Tuesday, April 19, 2022

we belong to our time and we share in its opinions, its feelings, even its delusions

 --- Henri Matisse, Notes of a Painter, 1908, reproduced in Obelisk Art History

Closing paragraph

Rules have no existence outside of individuals: otherwise a good professor would be as great a genius as Racine. Any one of us is capable of repeating fine maxims, but few can also penetrate their meaning. I am ready to admit that from a study of the works of Raphael or Titian a more complete set of rules can be drawn than from the works of Manet or Renoir, but the rules followed by Manet and Renoir were those which suited their temperaments and I prefer the most minor of their paintings to all the work of those who are content to imitate the Venus of Urbino or the Madonna of the Goldfinch. These latter are of no value to anyone, for whether we want to or not, we belong to our time and we share in its opinions, its feelings, even its delusions. All artists bear the imprint of their time, but the great artists are those in whom this is most profoundly marked. Our epoch for instance is better represented by Courbet than by Flandrin, by Rodin better than by Frémiet. Whether we like it or not, however insistently we call ourselves exiles, between our period and ourselves an indissoluble bond is established, and M. Péladan himself cannot escape it. The aestheticians of the future may perhaps use his books as evidence if they get it in their heads to prove that no one of our time understood anything about the art of Leonardo da Vinci.

Monday, April 04, 2022

both parties are effectively minorities — but each continues to think it is on the verge of winning big

 --- Yuval Levin, Why do our politicians keep pursuing a losing strategy?, AEI blog, 29 Mar 2022

In context:

The very fact that voters are unhappy with both parties makes it hard for either one to take a hint from its electoral failures. Even more than polarization, it is the closeness of elections that has degraded the capacity of our democracy to respond to voter pressure. In an era of persistent, polarized deadlock, both parties are effectively minorities — but each continues to think it is on the verge of winning big.

His explanation:

You might think that two minority parties would each feel pressure to expand its coalition and become a majority, but actually both have behaved as if they were the rightful majorities already. Each finds ways to dismiss the other’s wins as narrow flukes and treat its own as massive triumphs.

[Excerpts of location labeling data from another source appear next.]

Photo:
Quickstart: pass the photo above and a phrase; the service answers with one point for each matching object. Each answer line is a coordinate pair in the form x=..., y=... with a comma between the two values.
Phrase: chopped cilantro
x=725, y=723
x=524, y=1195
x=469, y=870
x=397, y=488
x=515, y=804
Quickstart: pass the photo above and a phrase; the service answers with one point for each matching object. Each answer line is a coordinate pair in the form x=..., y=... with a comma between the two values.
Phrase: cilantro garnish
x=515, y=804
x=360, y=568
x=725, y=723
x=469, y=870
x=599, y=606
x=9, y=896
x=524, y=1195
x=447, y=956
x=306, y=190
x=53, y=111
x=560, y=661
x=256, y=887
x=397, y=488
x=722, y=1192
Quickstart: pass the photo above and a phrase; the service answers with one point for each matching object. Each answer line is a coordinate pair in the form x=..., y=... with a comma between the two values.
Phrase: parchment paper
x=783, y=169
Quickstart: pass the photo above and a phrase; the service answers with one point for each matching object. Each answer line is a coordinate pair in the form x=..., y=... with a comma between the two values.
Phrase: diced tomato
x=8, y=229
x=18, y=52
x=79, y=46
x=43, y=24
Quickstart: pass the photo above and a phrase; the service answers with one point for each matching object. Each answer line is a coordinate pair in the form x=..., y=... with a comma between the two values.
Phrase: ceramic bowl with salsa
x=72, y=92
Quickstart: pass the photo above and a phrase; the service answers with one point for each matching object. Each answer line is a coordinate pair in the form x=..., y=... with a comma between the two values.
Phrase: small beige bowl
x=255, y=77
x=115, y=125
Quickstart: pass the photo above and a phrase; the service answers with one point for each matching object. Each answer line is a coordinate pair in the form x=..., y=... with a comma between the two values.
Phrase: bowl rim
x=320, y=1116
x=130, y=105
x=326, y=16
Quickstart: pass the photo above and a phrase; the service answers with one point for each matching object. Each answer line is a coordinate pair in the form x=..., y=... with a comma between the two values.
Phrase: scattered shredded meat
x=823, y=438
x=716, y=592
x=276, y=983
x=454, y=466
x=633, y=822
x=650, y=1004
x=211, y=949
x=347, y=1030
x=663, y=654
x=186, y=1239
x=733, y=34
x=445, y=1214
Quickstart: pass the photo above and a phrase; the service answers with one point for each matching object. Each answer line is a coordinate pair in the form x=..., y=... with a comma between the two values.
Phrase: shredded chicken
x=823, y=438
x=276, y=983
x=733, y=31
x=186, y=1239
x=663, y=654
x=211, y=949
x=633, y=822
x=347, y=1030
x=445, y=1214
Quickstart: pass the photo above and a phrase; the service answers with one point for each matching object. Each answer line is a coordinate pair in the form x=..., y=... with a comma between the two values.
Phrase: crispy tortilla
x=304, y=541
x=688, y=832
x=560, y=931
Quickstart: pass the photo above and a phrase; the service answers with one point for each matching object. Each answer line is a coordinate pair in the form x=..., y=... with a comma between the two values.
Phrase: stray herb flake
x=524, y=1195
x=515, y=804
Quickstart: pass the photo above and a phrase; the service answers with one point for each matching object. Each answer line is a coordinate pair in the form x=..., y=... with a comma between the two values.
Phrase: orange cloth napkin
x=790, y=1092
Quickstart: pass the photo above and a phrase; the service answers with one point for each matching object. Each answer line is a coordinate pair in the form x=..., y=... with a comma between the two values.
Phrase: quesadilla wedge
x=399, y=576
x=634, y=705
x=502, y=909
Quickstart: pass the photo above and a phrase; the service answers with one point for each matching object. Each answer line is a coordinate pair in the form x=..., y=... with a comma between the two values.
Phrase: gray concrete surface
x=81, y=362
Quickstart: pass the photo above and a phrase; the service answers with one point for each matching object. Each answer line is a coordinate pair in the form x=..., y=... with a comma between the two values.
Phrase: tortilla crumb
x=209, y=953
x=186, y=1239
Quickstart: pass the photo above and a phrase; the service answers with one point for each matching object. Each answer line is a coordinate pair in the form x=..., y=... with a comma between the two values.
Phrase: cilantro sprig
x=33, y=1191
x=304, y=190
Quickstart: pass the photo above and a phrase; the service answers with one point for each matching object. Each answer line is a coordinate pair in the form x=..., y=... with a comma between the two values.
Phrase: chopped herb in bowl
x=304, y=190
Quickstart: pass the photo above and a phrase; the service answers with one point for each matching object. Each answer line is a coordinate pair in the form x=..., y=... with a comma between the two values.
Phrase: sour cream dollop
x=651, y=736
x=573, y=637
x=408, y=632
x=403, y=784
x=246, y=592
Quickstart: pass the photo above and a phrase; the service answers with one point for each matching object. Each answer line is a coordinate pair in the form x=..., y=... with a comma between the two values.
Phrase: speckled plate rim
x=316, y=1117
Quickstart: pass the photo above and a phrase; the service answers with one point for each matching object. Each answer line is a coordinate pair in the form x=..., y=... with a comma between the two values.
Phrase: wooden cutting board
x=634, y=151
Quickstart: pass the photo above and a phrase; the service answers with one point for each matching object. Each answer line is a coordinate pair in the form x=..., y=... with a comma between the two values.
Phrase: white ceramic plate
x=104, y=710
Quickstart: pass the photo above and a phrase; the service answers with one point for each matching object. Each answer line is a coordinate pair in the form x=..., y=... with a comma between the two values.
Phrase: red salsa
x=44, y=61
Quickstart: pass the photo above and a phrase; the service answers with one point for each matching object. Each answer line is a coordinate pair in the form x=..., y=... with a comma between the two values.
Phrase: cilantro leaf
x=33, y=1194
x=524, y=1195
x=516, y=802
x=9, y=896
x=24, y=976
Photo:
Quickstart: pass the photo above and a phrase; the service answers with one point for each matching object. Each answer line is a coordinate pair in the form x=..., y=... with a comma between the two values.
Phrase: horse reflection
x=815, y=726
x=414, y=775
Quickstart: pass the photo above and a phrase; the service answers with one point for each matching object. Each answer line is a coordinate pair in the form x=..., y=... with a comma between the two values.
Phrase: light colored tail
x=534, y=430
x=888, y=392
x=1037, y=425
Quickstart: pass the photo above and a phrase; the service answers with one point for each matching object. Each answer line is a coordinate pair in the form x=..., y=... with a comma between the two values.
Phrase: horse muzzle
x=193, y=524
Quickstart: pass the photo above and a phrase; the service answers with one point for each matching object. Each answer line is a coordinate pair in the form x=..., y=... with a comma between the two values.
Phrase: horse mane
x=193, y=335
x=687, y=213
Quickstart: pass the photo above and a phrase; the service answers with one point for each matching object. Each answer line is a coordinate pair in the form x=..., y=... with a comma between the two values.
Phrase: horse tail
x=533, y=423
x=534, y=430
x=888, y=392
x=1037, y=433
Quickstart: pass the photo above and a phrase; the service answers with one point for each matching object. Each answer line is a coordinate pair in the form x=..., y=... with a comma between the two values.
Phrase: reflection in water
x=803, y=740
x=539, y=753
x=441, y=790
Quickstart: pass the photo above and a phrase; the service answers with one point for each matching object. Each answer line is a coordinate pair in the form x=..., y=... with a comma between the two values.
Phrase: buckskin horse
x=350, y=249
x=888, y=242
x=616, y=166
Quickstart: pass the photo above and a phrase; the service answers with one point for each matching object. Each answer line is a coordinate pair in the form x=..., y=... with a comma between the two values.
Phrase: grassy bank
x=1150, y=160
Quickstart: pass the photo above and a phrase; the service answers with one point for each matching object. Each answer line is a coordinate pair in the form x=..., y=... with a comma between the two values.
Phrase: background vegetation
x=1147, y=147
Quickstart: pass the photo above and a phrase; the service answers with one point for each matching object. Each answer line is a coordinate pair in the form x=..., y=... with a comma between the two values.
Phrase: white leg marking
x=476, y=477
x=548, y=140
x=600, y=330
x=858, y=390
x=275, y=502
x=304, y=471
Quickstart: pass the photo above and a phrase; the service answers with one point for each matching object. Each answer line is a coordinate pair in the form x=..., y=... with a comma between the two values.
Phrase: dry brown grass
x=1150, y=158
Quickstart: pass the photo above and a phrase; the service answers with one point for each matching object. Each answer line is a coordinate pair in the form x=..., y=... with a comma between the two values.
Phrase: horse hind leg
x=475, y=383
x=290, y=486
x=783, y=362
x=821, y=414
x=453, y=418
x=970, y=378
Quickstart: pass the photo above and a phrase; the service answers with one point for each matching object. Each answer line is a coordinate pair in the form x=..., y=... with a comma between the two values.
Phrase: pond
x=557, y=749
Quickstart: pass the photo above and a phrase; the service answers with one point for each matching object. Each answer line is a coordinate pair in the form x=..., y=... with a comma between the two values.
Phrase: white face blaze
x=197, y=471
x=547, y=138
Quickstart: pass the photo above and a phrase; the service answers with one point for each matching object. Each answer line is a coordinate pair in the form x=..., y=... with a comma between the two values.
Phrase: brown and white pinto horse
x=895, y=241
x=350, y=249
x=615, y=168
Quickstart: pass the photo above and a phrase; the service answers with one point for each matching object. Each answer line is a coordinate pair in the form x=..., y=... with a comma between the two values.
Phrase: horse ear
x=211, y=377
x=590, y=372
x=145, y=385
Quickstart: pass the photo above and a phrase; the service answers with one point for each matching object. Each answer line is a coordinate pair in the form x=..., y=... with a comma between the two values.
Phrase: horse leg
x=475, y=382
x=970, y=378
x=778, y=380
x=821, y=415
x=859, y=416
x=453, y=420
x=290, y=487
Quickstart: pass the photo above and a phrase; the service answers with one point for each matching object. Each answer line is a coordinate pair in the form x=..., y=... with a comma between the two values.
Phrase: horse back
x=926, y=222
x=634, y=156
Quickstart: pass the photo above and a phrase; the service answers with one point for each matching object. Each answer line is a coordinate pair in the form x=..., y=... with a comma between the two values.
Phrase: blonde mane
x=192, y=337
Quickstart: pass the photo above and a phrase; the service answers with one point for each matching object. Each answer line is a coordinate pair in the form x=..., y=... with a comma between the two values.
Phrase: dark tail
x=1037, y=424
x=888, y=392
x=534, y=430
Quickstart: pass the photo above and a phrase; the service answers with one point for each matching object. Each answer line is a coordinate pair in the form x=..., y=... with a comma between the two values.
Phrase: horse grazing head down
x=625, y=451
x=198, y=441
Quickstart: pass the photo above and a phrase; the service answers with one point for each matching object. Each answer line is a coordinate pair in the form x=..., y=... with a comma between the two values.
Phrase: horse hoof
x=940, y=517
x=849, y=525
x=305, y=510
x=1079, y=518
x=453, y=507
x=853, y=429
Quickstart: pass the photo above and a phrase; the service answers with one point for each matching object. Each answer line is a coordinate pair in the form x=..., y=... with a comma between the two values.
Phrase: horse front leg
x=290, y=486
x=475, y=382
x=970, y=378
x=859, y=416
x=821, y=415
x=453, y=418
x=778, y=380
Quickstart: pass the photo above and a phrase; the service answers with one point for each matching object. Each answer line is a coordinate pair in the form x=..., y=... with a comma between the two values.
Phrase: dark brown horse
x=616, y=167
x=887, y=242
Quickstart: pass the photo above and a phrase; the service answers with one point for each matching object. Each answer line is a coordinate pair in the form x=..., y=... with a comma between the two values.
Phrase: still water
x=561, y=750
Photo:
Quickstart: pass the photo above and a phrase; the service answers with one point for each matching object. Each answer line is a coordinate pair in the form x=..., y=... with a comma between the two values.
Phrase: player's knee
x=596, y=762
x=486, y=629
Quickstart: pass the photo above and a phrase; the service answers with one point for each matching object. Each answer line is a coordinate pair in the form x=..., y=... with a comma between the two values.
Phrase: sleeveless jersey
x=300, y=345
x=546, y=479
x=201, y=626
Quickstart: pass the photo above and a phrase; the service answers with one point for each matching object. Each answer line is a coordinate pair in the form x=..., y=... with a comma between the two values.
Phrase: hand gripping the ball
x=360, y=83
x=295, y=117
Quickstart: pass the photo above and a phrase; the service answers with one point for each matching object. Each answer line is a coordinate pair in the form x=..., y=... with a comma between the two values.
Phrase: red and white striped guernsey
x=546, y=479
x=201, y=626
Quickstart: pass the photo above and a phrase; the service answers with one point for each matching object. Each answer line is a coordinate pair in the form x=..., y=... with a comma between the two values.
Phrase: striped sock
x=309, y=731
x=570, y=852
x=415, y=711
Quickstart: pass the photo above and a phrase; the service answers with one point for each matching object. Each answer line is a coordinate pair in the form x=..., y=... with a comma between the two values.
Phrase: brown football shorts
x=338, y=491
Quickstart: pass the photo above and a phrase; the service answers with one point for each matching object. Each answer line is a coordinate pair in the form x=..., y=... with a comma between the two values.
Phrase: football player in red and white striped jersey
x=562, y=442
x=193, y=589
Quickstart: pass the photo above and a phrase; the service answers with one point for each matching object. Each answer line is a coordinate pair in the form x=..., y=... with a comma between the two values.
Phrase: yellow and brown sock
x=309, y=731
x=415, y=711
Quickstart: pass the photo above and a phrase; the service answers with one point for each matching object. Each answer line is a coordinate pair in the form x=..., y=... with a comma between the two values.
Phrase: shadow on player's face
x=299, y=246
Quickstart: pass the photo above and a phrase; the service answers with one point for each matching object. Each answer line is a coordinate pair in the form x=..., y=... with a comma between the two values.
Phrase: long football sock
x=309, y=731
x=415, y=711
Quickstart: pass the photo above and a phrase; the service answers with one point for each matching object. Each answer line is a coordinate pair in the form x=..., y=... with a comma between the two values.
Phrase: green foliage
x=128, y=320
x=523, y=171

This is sustainable only because elections are so close. Politicians learn big lessons from big losses or big wins, so neither of our parties has learned much in a long time, and neither can quite grasp that it just isn’t very popular and could easily lose the next election.

This dynamic has many causes — from the advent of party primaries to the evolution of the media and much in between. Polarization doesn’t have to mean deadlock, but a long-term pattern of growing negative polarization, in which each party sees the other as the country’s biggest problem, creates incentives for the parties to seek narrower but ideologically purer wins rather than build broader if less ideologically coherent coalitions.